This section is from the book "The Law Of Contracts", by William Herbert Page. Also available from Amazon: Commercial Contracts: A Practical Guide to Deals, Contracts, Agreements and Promises.
In a few jurisdictions it is said that renunciation before performance is due does not amount to breach, but that if such renunciation is not withdrawn when performance is due breach exists.1 The doctrine of breach by renunciation before performance is due, as applying to contracts for the sale of personalty,2 or for the sale of realty,3 is repudiated in some jurisdictions. In some cases in which the courts do not seem to deny the general principle that renunciation before performance is due gives a right of action at once, this principle is not applied to facts which in most jurisdictions would be regarded as. involving the application of such principle.4 A contract by which one agrees to adopt another and make him his heir has been held not to be broken during the promisor's lifetime, by his declaration that he does not intend to carry the contract out, as he may yet conclude to do so.5 If A and B have entered into a contract by which B is to act as an architect for a certain compensation, A's refusal to permit B to perform has been held not to be, in itself, a breach of such contract; and accordingly a complaint which alleges such contract and such renunciation, but which does not in terms allege non-payment, does not state a cause of action.6
18 Holt v.

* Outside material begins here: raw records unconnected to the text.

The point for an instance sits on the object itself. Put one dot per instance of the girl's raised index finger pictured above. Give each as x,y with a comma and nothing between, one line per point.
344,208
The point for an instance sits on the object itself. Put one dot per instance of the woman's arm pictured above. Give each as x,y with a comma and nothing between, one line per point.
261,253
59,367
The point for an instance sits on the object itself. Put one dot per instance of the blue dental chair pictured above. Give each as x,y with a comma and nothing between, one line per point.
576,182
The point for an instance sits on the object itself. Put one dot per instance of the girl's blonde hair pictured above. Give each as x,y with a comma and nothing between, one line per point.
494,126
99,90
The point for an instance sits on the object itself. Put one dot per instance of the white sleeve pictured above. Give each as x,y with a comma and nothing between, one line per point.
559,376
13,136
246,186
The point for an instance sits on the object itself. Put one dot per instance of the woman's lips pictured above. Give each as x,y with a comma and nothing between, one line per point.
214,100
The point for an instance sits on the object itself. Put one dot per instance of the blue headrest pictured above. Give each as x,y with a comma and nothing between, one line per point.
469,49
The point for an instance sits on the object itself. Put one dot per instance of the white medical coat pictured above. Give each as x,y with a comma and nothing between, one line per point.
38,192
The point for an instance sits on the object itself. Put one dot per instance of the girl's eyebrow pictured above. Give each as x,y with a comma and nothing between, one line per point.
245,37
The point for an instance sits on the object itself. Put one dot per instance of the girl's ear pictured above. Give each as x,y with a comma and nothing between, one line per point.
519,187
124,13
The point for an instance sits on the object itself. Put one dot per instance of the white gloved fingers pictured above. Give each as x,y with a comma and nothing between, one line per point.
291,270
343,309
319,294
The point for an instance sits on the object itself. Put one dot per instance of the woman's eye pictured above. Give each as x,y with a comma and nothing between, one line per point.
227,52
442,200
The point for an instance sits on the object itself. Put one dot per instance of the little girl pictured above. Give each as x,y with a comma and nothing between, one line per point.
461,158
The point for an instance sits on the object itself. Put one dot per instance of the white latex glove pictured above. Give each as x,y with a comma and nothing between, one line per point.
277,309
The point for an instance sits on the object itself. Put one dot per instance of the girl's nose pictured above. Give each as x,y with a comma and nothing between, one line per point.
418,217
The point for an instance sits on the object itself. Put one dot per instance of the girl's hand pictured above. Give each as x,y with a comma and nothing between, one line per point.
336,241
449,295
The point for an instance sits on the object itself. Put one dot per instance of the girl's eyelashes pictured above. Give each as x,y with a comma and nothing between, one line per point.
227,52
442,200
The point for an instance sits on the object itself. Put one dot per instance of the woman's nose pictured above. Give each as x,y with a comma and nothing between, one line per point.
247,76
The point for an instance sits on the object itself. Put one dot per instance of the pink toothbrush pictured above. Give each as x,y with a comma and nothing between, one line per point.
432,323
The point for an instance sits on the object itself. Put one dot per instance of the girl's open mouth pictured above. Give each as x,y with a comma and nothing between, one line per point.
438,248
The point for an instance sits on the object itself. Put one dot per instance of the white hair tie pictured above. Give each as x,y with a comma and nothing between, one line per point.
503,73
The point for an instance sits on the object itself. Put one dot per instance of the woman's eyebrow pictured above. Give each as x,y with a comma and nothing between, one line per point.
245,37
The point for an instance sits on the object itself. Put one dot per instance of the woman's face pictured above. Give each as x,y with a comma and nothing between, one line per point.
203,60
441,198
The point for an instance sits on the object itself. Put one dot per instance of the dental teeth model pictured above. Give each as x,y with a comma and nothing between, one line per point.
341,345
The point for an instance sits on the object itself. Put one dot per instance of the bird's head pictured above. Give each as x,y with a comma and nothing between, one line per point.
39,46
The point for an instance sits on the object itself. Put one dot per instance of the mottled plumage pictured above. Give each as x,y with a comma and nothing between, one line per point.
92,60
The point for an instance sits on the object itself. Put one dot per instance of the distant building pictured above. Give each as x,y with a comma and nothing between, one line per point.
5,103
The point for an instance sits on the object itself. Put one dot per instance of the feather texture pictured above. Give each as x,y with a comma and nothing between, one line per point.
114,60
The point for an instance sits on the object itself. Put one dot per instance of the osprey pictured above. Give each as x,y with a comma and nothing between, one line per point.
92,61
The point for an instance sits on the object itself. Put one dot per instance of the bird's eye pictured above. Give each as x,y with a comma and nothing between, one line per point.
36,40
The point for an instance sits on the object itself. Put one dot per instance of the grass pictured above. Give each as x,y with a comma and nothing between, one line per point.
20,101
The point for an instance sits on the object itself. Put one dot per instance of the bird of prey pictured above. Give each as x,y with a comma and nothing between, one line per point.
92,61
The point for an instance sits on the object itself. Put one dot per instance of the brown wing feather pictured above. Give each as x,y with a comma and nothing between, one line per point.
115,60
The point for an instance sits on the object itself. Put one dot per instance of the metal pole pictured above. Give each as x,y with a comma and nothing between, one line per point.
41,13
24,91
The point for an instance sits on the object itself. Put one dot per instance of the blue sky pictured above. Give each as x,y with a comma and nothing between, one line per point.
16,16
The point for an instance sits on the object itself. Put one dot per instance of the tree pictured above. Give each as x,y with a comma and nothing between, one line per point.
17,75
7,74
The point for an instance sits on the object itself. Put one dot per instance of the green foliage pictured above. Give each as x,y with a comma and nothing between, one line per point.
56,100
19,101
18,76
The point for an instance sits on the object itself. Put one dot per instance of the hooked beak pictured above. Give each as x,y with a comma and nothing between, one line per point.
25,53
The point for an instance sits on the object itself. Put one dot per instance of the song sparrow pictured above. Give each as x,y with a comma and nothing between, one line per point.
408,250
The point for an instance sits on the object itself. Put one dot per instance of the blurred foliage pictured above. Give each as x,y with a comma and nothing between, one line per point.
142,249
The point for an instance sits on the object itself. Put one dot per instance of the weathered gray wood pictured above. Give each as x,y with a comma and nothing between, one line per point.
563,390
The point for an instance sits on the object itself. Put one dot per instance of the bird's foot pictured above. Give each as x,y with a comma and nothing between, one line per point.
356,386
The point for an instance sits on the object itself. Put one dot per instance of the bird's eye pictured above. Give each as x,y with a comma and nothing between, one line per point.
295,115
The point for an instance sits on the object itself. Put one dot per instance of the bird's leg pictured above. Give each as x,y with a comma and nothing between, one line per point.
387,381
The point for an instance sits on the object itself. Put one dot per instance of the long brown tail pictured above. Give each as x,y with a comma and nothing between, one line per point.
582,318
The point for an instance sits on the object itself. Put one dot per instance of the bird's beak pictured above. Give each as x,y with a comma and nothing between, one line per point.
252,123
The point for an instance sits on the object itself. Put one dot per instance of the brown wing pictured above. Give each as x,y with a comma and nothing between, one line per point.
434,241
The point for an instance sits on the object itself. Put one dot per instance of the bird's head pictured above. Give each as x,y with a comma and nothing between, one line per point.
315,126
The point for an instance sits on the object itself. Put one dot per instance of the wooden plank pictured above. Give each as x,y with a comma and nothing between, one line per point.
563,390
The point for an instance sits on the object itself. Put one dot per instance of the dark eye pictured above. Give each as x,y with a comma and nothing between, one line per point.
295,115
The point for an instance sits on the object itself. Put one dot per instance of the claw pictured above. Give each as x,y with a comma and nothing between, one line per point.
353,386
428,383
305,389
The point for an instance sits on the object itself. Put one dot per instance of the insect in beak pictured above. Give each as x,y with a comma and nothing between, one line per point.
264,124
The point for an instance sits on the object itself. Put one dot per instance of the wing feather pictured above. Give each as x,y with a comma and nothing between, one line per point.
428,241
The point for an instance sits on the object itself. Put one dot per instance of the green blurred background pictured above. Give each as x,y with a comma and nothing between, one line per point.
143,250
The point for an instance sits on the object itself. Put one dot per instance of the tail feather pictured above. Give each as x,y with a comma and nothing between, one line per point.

United Security Life Ins. Co., 74 N. J. L. 795, 11 L. R. A. (N.S.) 100, 67 Atl. 118.
See, however, Greenway v. Gaither, Taney (U. S. C. C.) 227, Fed. Cas. No. 6783.
19 Holt v. United Security Life Ins. Co., 74 N. J. L. 795, 11 L. R. A. (NS.) 100, 67 Atl. 118.
20 American Mfg. Co. v. Klarquist, 47 Minn. 344, 50 N. W. 243; Nichols v. Scranton Steel Co., 137 N. Y. 471, 33 N. E. 561.
2 1 Nichols v. Scranton Steel Co., 137 N. Y. 471, 33 N. E. 561.
22 See Sec. 2908 et seq.
1 Daniels v. Newton, 114 Mass. 530, 19 Am. Rep. 384; Porter v. Supreme Council, 183 Mass. 326, 67 N. E. 238; Carstens v. McDonald, 38 Neb. 858, 57 N. W. 757; King v. Waterman, 55 Neb. 324, 75 N. W. 830 (obiter); Hixson Map Co. v. Nebraska Post Co., 5 Neb. (unoff.), 388. 98 N. W. 872.
This view was at one time entertained in North Dakota. Stanford v. McGill, 6 N. D. 536, 38 L. R. A 760, 72 N W. 938. This case has been overruled, however, and the majority view has been adopted. Hart-Parr Co. v. Finley, 31 N. D. 130, L. R. A 1915E. 851, 153 N. W. 137.
2 Garstens v. McDonald, 38 Neb. 858, 57 N. W. 757.
3 Daniels v. Newton, 114 Mass. 530, 19 Am. Rep. 384; King v. Waterman, 55 Neb. 324, 75 N. W. 830.
4 McPherson v. Hattich, 10 Ariz. 104, 85 Pac, 731; Pittman v. Pittman, 110 Ky. 306, 61 S. W. 461.
See also, Maud v. Maud, 33 O. S. 147, in which repudiation by A in his lifetime contract by which certain realty, the consideration for which was furnished by At B and C, was to belong to A for life and to be divided between B and C on A's death, was held not to give to B a right to sue in equity or to recover compensation before A's death.
5 Pittman v. pittman, 110 Ky. 306, 61 S. W. 461.
"Does the fact that the appellee fraudulently represented that he would make the appellant his heir at law, and thus allow him to inherit with his other children his estate, and his declaration now that he does not intend to carry out that contract, precipitate a cause of action? We think not. The appellee might conclude to carry out the contract by making it possible, by will or otherwise, that the appellant should take a share of his estate. If he should do that, then appellant certainly would have no cause of action against his estate for the alleged services or for specific performance. His estate might be large or small at his death, no one at this time being able to tell when he might die or what he might possess at his death. He did not agree that his estate would be of a certain value. The appellee has during his life the right to carry out his contract with the appellant. If he elects not to do so, then, of course, the appellant would have to proceed to recover from his estate the value of the services which he had performed, if he is not entitled to a specific performance of the contract; but we do not decide what will be his rights, if any he may have, at the death of the appellee. This right existing in appellee, to elect what coarse he will pursue with reference to the promise which he made to appellant, prevents a cause of action from arising in favor of appellant before the death of the appellee. Therefore, if the appellant can at any time maintain an action on the alleged contract, the time has not arrived for doing so." Pittman v. Pittman, 110 Ky. 306, 61 S. W. 461.